At last Grandpa brought up Duke, our dog.  Uncle Ray was a Veterinarian, and one of his patients gave Duke to him because they were disappointed with him.  Duke was a big, black Doberman pincher, and he should have been a good watch dog, but he was too nice.  Instead of growling at strangers and barking, he licked everyone and jumped up on people to kiss them.  We loved Duke, but our yard in the Valley really wasn't big enough for a large dog like him to be happy. 
Grandpa thought Duke would be just the ticket to keep the coons out of his corn.  He built him a house under the tree house, close to the garden.  Then he attached Duke’s chain to the clothes line, so he could run up and down the yard.  The only problem was, Duke was afraid of the coons!  He would hide in his dog house and not even chase after them when they came into the yard!
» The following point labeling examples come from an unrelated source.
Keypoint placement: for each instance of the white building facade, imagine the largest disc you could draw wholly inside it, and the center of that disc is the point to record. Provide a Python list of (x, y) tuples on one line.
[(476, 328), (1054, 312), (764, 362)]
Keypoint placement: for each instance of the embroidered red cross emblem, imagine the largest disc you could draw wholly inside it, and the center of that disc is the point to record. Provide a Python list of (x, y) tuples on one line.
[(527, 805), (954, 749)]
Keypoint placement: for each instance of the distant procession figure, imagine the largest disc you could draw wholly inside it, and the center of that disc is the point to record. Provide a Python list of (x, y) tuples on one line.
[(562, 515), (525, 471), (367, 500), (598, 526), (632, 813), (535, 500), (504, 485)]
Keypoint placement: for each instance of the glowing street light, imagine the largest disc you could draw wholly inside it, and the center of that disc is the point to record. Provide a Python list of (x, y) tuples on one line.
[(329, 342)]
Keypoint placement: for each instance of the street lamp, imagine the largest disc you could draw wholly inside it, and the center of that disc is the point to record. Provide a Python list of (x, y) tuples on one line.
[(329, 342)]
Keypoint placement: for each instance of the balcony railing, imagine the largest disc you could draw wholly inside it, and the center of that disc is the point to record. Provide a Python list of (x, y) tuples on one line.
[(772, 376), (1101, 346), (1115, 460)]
One night when we were in bed we heard lots of dogs barking and men shouting down by the creek.  Dad walked down to see what was going on and came back upstairs in a hurry to get Keith. 
“There are some coon hunters from Christopher Creek down at the swimming hole,” he said.  “They have been chasing a raccoon, and he’s up in a big old sycamore tree.  They’re trying to shoot him, but they’ve run out of bullets.  I told them they could borrow some of yours, but they said you can try to shoot it yourself if you want to.”
 Keith was really excited.  He wasn't yet ten years old, but he loved target practicing with his 22, and he was a pretty good shot.  He went down the hill with Dad and he shot that old coon, way up in the tree!  We were all so proud of him, but later Dad told Mom that the hunters had all been drunk, and they couldn’t shoot straight if it killed them.